Nutrition and health coach Nikita Bardia had shared an Instagram post sometime ago on her account discussing the downsides of taking too much protein too quickly. She stated, “when I started consuming protein, I also started gaining weight. So, there are things you must know before blindly loading on protein.” In the video, she thoroughly explains things that one should take care of when introducing protein in their diet. Here are those to add to your notes app:
1. Protein can make you gain weight, especially if you are in a surplus. If your maintenance calories is 1600 and you are eating 1800 calories (even if you are only consuming high-protein, clean foods), you will gain weight. If you want to lose weight, calorie deficit is the only way. For quick math,
- 150g paneer = 270 kcal
- 2 tbsp peanut butter = 200 kcal
- 1 scoop protein = 150 kcal
150g paneer = 270 kcal 2 tbsp peanut butter = 200 kcal 1 scoop protein = 150 kcal
If you don’t track your intake, it does add up fast without you getting to know.
2. Not all protein is lean protein Infact, most of the Indian sources of protein are a combo of fat and protein. For example, paneer, peanuts, cheese and even dal (high in carbs). You may think you are opting it for protein sake but you may be consuming hidden fats and carbs. You can go for swaps like tofu in place of paneer, and chana in place of peanuts.
3. You need to eventually start strength training
Otherwise the protein you are consuming will become stored energy. The logic is simple, protein supports muscle repair. But if you are not training or lifting, that consumed protein becomes extra calories and is stored as fat and not muscle.
4. It takes time
You need to introduce protein into your diet rather slowly and gradually.
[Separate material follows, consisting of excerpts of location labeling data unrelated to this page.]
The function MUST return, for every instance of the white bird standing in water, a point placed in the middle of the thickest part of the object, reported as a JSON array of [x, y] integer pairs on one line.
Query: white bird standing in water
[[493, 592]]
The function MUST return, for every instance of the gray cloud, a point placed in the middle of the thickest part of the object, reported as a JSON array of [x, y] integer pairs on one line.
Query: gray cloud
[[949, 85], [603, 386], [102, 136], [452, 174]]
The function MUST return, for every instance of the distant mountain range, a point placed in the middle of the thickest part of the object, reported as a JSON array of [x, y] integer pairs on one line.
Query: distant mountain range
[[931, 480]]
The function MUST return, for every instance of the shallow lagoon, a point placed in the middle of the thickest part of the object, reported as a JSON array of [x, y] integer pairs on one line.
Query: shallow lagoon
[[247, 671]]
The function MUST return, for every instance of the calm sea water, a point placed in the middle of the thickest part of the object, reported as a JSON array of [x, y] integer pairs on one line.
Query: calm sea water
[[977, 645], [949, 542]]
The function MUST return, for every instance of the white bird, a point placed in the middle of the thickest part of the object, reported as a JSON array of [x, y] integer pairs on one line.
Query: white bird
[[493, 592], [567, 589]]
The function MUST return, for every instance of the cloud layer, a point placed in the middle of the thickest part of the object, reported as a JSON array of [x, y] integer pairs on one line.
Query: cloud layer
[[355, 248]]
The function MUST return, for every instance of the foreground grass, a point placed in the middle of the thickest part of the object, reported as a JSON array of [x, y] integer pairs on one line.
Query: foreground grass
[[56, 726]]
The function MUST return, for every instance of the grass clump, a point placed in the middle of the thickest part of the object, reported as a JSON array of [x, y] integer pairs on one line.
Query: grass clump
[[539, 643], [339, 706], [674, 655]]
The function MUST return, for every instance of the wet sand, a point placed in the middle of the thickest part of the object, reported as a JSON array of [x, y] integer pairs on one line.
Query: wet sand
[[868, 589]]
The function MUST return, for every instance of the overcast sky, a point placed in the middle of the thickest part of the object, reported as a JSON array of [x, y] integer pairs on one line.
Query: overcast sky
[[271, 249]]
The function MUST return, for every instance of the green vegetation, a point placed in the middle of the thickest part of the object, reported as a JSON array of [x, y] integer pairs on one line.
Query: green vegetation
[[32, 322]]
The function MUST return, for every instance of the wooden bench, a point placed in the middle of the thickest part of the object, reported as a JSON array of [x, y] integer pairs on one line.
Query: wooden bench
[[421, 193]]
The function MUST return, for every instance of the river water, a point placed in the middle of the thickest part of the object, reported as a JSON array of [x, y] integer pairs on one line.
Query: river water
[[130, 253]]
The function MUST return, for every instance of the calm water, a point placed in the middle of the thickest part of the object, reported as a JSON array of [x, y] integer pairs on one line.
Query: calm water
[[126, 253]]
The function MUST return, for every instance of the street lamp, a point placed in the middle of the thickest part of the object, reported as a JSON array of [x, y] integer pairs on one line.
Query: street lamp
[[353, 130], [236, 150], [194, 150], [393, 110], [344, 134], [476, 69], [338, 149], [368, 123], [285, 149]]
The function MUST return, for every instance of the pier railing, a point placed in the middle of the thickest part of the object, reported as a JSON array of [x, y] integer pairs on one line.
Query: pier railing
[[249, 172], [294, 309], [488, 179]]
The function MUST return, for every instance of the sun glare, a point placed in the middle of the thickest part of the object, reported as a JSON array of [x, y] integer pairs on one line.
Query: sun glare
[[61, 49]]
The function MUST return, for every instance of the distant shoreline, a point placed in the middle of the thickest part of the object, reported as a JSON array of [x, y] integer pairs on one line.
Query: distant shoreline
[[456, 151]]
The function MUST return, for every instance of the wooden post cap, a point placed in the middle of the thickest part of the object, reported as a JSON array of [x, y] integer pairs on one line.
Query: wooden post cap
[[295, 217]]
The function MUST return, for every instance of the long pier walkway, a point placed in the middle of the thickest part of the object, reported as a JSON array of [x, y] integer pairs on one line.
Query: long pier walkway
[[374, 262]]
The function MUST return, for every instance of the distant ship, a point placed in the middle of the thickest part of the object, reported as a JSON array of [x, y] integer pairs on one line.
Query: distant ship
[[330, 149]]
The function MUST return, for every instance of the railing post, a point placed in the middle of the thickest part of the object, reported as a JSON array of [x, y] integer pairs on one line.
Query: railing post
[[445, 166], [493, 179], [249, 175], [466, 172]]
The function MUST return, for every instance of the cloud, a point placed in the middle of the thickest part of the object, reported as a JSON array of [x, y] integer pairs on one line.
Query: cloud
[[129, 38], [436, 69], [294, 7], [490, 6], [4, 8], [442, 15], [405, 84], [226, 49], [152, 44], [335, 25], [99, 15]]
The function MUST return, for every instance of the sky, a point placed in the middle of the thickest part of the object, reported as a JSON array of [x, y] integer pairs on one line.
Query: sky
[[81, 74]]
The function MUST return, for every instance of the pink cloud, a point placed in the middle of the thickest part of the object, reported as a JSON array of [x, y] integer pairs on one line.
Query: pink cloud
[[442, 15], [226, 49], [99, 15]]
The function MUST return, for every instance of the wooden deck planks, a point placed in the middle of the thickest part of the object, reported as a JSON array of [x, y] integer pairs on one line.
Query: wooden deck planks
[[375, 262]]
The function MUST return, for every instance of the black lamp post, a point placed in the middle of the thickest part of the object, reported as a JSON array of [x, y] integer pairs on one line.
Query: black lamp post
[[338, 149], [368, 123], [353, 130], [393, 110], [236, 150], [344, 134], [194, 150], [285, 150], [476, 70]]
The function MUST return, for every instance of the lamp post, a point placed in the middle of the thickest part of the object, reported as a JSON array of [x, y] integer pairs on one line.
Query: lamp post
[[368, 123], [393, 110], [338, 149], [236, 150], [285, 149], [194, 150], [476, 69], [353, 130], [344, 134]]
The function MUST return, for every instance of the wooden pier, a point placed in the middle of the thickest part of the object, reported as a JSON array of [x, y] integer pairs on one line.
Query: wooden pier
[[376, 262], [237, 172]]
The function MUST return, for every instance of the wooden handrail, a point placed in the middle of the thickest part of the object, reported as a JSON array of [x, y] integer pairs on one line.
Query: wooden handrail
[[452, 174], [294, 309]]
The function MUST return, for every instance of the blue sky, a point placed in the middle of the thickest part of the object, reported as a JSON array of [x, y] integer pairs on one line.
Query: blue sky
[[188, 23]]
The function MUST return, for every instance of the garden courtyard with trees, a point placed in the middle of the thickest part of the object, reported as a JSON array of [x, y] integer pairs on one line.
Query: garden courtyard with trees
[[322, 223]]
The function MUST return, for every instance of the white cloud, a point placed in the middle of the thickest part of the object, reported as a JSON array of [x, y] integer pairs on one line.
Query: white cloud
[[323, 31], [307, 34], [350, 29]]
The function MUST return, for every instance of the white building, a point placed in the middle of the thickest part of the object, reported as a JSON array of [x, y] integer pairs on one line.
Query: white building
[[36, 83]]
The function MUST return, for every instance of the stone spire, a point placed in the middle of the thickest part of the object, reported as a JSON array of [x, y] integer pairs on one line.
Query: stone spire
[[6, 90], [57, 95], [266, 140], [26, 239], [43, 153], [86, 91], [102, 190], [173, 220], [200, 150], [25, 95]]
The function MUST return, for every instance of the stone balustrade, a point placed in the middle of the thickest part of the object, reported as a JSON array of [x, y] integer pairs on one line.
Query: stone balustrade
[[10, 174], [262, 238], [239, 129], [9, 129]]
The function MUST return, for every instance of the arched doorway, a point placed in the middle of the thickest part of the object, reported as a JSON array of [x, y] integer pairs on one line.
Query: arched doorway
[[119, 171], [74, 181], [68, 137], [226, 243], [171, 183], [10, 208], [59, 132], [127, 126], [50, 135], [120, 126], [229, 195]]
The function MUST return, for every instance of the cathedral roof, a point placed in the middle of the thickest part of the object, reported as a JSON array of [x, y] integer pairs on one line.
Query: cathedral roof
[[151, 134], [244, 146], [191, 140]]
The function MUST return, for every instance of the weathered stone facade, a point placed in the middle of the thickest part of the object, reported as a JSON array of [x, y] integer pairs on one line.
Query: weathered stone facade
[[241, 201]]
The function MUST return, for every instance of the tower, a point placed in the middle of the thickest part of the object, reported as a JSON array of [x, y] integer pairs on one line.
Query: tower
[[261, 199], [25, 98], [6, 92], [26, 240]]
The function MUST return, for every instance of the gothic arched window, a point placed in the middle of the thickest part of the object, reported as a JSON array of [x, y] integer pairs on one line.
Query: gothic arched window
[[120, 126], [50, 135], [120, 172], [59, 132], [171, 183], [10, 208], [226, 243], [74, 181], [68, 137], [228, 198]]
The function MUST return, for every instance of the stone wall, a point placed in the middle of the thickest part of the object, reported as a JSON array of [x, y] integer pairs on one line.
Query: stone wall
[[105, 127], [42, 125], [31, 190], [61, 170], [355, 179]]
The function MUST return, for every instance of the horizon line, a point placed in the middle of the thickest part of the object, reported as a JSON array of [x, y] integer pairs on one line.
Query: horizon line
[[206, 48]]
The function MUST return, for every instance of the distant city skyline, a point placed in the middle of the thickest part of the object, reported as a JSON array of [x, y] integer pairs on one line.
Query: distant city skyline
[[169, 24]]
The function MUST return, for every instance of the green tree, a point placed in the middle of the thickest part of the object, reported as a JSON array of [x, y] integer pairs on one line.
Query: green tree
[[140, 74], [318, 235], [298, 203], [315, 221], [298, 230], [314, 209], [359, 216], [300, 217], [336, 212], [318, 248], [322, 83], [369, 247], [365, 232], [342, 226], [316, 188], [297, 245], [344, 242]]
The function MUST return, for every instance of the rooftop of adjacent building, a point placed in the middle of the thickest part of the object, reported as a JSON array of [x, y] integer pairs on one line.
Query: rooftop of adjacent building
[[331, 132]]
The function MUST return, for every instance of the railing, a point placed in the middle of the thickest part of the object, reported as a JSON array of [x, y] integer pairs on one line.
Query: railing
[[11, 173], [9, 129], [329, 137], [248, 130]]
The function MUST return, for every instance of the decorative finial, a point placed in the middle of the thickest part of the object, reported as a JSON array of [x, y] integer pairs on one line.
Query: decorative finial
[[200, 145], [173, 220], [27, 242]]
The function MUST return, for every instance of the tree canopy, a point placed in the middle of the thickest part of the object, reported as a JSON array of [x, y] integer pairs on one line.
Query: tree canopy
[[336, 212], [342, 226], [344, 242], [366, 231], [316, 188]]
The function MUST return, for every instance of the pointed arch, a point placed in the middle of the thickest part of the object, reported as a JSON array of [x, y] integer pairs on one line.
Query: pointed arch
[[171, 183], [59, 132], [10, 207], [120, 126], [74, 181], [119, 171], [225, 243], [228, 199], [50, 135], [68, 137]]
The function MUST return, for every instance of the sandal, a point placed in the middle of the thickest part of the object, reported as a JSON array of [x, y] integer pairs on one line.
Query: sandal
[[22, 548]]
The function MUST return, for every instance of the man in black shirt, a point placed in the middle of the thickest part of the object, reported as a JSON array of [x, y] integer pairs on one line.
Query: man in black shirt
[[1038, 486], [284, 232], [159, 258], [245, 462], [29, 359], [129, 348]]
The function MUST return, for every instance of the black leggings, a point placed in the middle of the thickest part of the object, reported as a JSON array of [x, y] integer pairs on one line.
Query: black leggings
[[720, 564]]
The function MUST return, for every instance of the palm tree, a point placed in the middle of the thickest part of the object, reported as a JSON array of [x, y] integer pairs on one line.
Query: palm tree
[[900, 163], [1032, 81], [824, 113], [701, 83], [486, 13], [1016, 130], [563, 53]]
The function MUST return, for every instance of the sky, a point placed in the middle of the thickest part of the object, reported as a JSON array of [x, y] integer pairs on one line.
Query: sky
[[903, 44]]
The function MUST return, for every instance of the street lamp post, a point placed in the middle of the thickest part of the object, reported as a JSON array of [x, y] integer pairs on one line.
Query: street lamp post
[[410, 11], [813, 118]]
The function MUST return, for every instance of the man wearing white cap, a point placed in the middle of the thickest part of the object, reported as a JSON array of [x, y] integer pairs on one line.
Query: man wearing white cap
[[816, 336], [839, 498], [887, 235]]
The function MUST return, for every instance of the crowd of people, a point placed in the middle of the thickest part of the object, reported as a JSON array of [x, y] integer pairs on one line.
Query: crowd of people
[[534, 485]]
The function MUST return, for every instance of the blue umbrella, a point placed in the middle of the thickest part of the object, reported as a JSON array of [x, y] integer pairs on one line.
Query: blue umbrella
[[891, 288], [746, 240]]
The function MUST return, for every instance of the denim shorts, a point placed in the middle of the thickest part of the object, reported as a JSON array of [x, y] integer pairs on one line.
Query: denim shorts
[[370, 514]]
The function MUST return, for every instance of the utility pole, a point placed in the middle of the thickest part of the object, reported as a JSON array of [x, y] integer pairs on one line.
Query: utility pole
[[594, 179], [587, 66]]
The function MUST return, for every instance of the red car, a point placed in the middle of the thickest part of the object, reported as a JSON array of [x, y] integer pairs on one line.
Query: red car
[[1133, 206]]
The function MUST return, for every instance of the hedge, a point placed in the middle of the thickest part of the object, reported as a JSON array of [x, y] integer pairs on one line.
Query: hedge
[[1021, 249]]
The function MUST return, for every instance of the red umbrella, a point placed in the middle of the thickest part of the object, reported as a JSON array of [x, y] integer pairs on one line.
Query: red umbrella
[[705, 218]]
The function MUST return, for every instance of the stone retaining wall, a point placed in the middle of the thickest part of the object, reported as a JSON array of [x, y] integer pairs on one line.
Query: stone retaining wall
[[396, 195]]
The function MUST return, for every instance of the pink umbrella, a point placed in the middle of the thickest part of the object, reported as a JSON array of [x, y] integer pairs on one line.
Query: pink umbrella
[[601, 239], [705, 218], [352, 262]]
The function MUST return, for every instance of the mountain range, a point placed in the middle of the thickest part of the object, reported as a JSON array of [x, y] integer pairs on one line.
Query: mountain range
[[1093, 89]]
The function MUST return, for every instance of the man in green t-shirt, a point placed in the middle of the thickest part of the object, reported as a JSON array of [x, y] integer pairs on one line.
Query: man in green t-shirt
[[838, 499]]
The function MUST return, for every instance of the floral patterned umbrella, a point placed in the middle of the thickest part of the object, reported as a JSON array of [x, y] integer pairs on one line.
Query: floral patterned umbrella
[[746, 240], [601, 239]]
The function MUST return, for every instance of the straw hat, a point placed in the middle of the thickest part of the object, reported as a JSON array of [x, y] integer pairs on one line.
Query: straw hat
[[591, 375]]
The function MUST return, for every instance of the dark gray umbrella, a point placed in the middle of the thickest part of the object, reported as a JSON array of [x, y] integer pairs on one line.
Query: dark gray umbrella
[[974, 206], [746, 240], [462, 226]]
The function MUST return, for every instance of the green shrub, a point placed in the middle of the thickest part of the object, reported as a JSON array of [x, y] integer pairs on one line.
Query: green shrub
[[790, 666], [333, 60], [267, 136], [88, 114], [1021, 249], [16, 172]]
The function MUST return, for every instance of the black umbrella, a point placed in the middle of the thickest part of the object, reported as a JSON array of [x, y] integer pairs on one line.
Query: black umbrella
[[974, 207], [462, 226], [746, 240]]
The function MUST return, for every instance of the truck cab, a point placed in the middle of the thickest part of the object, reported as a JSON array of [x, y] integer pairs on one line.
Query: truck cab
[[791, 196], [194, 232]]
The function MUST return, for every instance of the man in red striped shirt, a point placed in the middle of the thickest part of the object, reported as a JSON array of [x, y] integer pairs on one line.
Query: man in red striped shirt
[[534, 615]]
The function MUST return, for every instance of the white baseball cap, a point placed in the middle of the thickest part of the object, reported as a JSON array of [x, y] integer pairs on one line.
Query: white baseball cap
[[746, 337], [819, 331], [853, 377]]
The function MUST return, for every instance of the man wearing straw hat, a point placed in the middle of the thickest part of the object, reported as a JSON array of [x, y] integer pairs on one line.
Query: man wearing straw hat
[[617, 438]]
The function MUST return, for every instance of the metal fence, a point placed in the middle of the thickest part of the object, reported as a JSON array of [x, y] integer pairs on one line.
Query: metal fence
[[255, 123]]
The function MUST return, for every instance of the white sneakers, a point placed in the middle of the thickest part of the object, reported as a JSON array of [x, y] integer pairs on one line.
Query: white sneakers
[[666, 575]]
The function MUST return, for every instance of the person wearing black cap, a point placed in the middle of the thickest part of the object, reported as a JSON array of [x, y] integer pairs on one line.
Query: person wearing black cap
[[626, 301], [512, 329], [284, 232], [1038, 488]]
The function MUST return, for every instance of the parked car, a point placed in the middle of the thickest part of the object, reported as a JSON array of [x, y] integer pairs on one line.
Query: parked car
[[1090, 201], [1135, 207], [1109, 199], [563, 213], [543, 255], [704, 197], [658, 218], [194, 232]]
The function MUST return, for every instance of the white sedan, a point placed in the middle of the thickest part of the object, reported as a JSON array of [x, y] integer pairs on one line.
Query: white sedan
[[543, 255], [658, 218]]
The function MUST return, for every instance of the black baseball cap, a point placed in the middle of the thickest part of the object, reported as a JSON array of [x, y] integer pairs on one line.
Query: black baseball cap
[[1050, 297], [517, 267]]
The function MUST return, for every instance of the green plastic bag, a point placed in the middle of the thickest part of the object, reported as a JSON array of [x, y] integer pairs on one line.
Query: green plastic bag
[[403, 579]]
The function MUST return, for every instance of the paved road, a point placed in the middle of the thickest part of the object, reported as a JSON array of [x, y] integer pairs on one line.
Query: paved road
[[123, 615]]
If you are feeling gassy, bloated or heavy after high protein meals, your kidney may not be ready for that jump. It is always recommended to fix your digestion first and then jump the protein train.
5. You don’t need 100 grams of protein
Start small with about 0.8 grams per kg of your body weight and eventually build it up to 2 grams per kg your body weight along with weight training and biofeedback.